Joel picture Joel · Sep 21, 2015

The function you're looking for is compose, which produces a graph with all the edges and all the nodes that are in both graphs. If both graphs have a node with the same name, then a single copy ends up in the new graph. Similarly if the same edge exists in both. Here's an example, including edge/node attributes:

import networkx as nx

G=nx.Graph()
G.add_node(1, weight = 2)
G.add_node(2, weight = 3)
G.add_edge(1,2, flux = 5)
G.add_edge(2,4)

H=nx.Graph()
H.add_node(1, weight = 4)
H.add_edge(1,2, flux = 10)
H.add_edge(1,3) 

F = nx.compose(G,H)
#F has all nodes & edges of both graphs, including attributes
#Where the attributes conflict, it uses the attributes of H.

G.nodes(data=True)
> NodeDataView({1: {'weight': 2}, 2: {'weight': 3}, 4: {}})
H.nodes(data=True)
> NodeDataView({1: {'weight': 4}, 2: {}, 3: {}})
F.nodes(data=True)
> NodeDataView({1: {'weight': 4}, 2: {'weight': 3}, 4: {}, 3: {}})

G.edges(data=True)
> EdgeDataView([(1, 2, {'flux': 5}), (2, 4, {})])
H.edges(data=True)
> EdgeDataView([(1, 2, {'flux': 10}), (1, 3, {})])
F.edges(data=True)
EdgeDataView([(1, 2, {'flux': 10}), (1, 3, {}), (2, 4, {})])

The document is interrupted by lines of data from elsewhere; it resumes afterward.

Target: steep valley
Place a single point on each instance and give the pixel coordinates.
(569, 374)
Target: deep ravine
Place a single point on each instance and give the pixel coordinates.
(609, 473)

These preserve attributes, but obviously if there is a conflict this is not possible. The attributes of H take precedence.

There are also other options to do the symmetric difference, intersection, ...

If you have multiple graphs to join together, you can use compose_all, which just wraps a for loop around compose.